Тут дядька был абсолютно прав, татарский плен не только предоставил нам отпуск со службы, но и лишил многих ценных вещей. Одна только сабля, к примеру, стоит рублей восемь, и хоть мы обзавелись другими, этот татарский кусок железа ни в какое сравнение не шёл с той саблей, что была у меня прежде. Добрый строевой конь, плюс один заводной мерин, это ещё рублей десять сверху без учёта седла, уздечки и прочей сбруи. Да, Гюльчатай оказалась неплохой послушной лошадкой, но степные кони не слишком-то хорошо годятся для боя или долгой скачки, они малорослые и не самые быстрые. Хорошо, что мне удалось сохранить свой куяк и шлем, не то пришлось бы тратиться ещё и на доспехи. Лук в саадаке и стрелы в зависимости от качества потянут ещё рубля на три-четыре. А чтобы собрать одного боярина в поход с нуля, нужно потратить рублей пятьдесят, не меньше, и мне повезло, что Никитке помогал отец, да и Леонтия собирать мне не пришлось. Но это было перед походом, а теперь — крутись как хочешь.
— Сейчас тогда поедим, да можно ехать, — сказал я. — Лишь бы они тебе в какую-нибудь топь дорогу не указали.
— Не, я поспрашивать-то умею, — рассмеялся дядька.
Доели кулеш, облизали ложки, убрали в чехольчики на поясе. У меня — замшевый, у дядьки попроще, из холстины. Разметал сапогом угли, затоптал тщательно, чтобы не случилось пожара, оправился. Можно ехать.
Разбойничье барахло дядька сложил в один большой мешок. Пригодного к употреблению или продаже хабара оказалось немного, не тащить же с собой окровавленные тряпки и засаленные портки, поэтому брали только железо. Топоры, ножи, в хозяйстве всё сгодится.
А потом отправились к разбойничьему логову, углубившись в лес по едва заметной тропке-стёжке, петляющей меж деревьев. Ехали след в след, шагом, настороже. Леонтий первым, я за ним.
Тульские леса в этом времени оказались удивительно густыми, и мы быстро упёрлись в непролазную чащу.
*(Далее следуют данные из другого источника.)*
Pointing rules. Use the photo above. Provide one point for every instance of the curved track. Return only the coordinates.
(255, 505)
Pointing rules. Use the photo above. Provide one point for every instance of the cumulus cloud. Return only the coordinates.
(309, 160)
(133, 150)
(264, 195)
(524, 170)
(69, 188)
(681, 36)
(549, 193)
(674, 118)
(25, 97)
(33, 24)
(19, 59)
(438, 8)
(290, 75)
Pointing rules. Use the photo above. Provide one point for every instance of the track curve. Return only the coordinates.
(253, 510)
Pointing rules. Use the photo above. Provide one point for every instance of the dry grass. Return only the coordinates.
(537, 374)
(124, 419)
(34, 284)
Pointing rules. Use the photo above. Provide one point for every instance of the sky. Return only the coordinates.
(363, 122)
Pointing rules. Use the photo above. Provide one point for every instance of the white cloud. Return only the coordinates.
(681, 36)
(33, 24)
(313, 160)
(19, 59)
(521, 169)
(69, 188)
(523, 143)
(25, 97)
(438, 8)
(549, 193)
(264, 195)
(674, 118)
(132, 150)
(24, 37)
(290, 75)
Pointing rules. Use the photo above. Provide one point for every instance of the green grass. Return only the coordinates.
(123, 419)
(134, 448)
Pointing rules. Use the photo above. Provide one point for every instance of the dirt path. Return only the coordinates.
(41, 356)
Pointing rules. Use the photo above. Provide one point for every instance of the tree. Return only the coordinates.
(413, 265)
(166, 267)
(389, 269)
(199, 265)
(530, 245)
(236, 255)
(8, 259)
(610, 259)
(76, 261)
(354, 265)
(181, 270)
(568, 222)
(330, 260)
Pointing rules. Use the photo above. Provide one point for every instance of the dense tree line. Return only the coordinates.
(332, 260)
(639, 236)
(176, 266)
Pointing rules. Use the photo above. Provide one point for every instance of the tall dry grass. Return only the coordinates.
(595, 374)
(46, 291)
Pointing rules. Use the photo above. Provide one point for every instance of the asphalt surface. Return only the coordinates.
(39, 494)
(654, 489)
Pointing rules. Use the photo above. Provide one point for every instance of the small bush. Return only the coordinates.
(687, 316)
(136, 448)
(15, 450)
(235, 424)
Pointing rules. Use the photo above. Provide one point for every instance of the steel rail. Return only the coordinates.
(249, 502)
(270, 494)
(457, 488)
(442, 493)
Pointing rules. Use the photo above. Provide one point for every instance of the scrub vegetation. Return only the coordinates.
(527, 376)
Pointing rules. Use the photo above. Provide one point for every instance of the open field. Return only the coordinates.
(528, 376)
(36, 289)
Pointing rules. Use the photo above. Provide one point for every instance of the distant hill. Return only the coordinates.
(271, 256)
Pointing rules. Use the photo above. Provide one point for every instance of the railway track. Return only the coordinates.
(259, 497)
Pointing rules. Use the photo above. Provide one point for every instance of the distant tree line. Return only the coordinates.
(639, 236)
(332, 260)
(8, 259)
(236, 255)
— Ну, дальше пешком придётся, — сказал Леонтий, хотя лично я думал, что нам пора возвращаться к дороге.
— Коней тут бросим, что ли? — не понял я.
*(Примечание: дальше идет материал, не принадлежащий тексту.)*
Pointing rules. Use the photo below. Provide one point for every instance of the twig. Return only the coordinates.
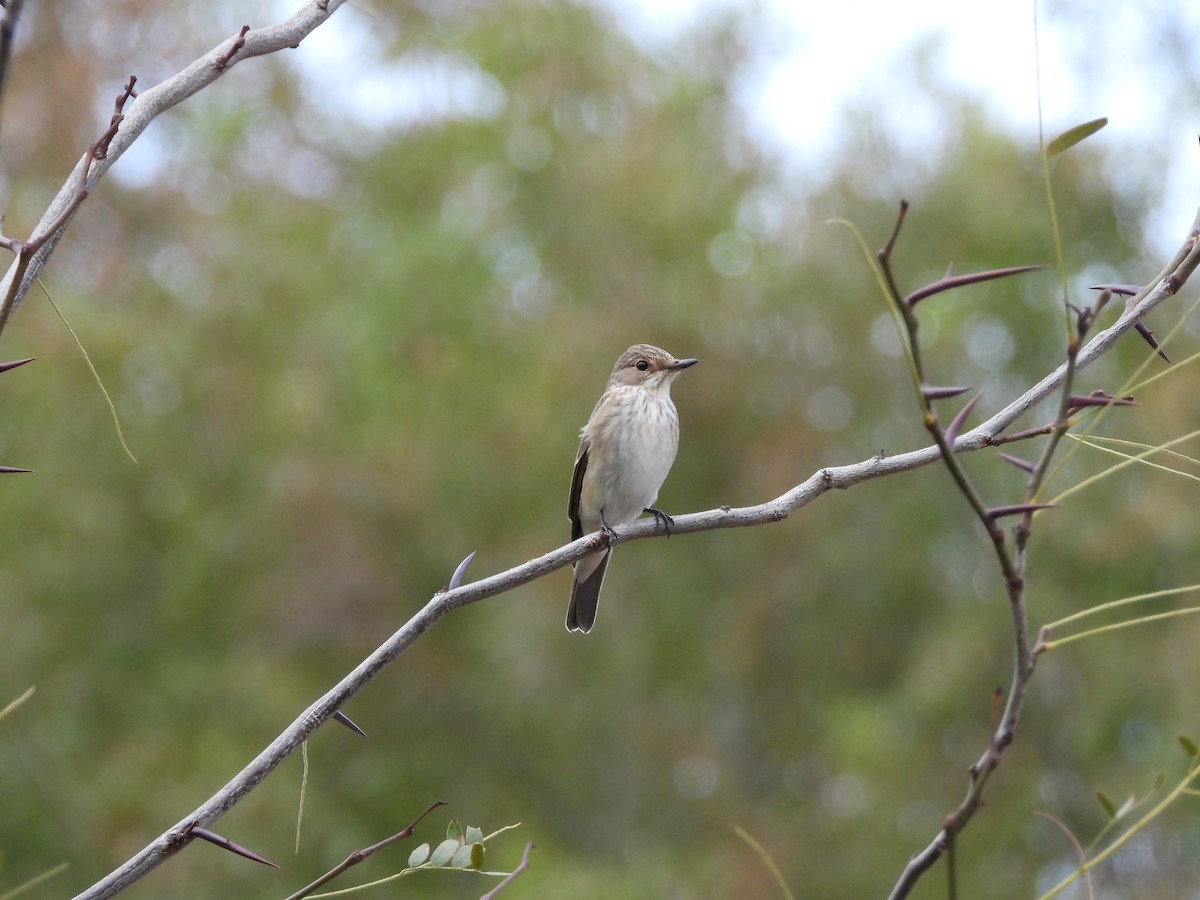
(511, 876)
(9, 18)
(444, 603)
(144, 109)
(360, 855)
(1011, 559)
— Почему сразу бросим? Оставим ненадолго, — сказал он.
— А если волки? — спросил я.
Помнится мне, волки чуть ли не до начала двадцатого века оставались огромной проблемой. Резали скот, забредали в деревни и города, и так далее. И не только на Руси, но и в Европе, иначе легенды про оборотней и волколаков просто не появились бы.
— Волков бояться — в лес не ходить, — усмехнулся Леонтий.
Я спешился, качая головой. Не хотелось бы мне остаться без лошади посреди леса.
Тропка, однако, вела нас дальше, через бурелом, и продравшись сквозь него, мы увидели небольшую полянку и несколько хижин возле маленького ручейка. Я немедленно схватился за саблю, Леонтий тоже вытянул свою.